The Devil is suddenly hesitant.
"And what do you want?"
The Devil rallies.
"I can teach you to become the greatest violinist in all the world. And I can make you rich."
"And in exchange?"
The Devil is back on track.
"Didn't see that one coming," says Joseph.
The Devil hesitates, then forges on:
"So you accept?”
"Sure, why not," says Joseph. He continues apathetically: "War is hell. My family won't remember me. What else is there to lose?"
"All right," says the Devil, gleefully, ignoring the red flags.
"Here you go," says Joseph.
"Kind thanks. I'll be on my way."
The Devil vanishes in a puff of smoke.
Five years later, Joseph is enjoying life as a celebrity violinist. It's the 19th century and he's basically German Paganini. Kings are throwing gold at his feet.
One night after a concert the Devil reappears.
"Hello," says the Devil.
"Hello," says Joseph. "Fancy seeing you here."

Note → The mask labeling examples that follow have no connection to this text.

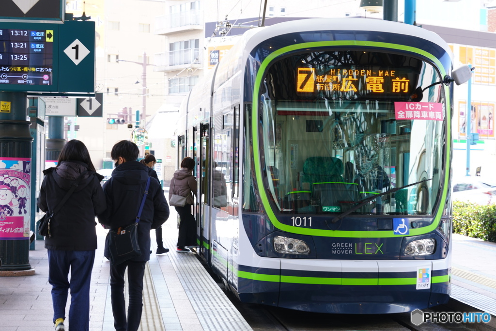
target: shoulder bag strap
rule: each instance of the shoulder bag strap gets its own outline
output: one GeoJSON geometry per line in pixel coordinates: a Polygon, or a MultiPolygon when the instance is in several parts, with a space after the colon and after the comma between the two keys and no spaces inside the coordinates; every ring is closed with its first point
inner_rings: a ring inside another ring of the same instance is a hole
{"type": "MultiPolygon", "coordinates": [[[[72,193],[74,192],[74,191],[76,190],[77,187],[79,186],[79,182],[81,182],[81,180],[82,179],[83,175],[84,175],[87,172],[88,172],[85,171],[84,172],[79,175],[79,177],[77,178],[77,179],[76,179],[74,181],[74,182],[72,183],[72,186],[70,187],[70,189],[69,189],[69,191],[68,191],[67,193],[65,194],[65,196],[64,197],[62,200],[61,200],[61,201],[59,202],[58,204],[57,204],[57,206],[56,207],[55,209],[54,209],[54,212],[53,213],[53,214],[56,214],[59,212],[59,210],[60,210],[61,208],[62,207],[62,206],[63,205],[63,204],[65,203],[65,201],[67,201],[67,199],[69,199],[69,197],[70,197],[71,194],[72,194],[72,193]]],[[[52,176],[53,176],[53,174],[52,174],[52,176]]]]}
{"type": "Polygon", "coordinates": [[[136,222],[139,222],[139,218],[141,217],[141,212],[143,211],[143,206],[145,205],[145,200],[146,199],[146,196],[148,195],[148,189],[150,188],[150,177],[148,177],[146,181],[146,187],[145,188],[145,194],[143,195],[143,199],[141,200],[141,205],[139,206],[139,211],[138,211],[138,216],[136,216],[136,222]]]}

"Listen," says the Devil, "I need some of that money back. Tragedy's been trading hot and I’ve got some new souls lined up but they're not going cheap."
"Sorry," says Joseph. "No can do."
Both of them now have inexplicably transatlantic accents.
"Look," says the Devil, "Do you want your soul? I'll return it to you for your gold."
"Can’t help you.”
"Half your gold."
"You don't want your soul??"
"Well," says Joseph, "at first I missed it, but seeing as I'm soulless I don't really much mind. And besides, I'm living my best life."
"After all I did for you," teases the Devil, seemingly casual, but really he's feeling a bit emotional and trying to hide it. He'd always thought himself cool in these exchanges.
He tries again: "You think money grows on trees?"
He's trying to guilt Joseph a bit now.
Joseph isn't having it.
"Look," says Joseph, "Things are a bit different since we last met. I might seem to be living the life, but I've also got a mortgage and two kids. So right at this moment I don’t really have the cash to spare."
"And how's that going for you, without a soul?" the Devil asks sourly.
"Actually fine, thanks. It's Germany in the 1830s. The middle class is on the up and up. You should really consider moving to Düsseldorf.”
"Thanks," says the Devil. "I'll keep that in mind."
They come to a pause.
Suddenly the Devil realizes he’s about to lose the deal. He needs Joseph more than he thought.
Joseph breaks the silence: "I might go grab a glass of --"
"Wait," says the Devil. "When I take someone's soul," he pauses (he hadn’t expected to be so emotional but he suddenly is and leans into it), "I give them a piece of myself. It’s a deeper exchange. Now you're telling me it was all just about the money?"
Maybe it's not so bad, the Devil thinks: playing the victim.
"Come on," says Joseph. "No hard feelings. We had a good run of it."
The Devil's spirits sink.
"At least play me a tune," he says.
"Ah," says Joseph, smiling. "Now you’re speaking my language. For that you'll have to pay."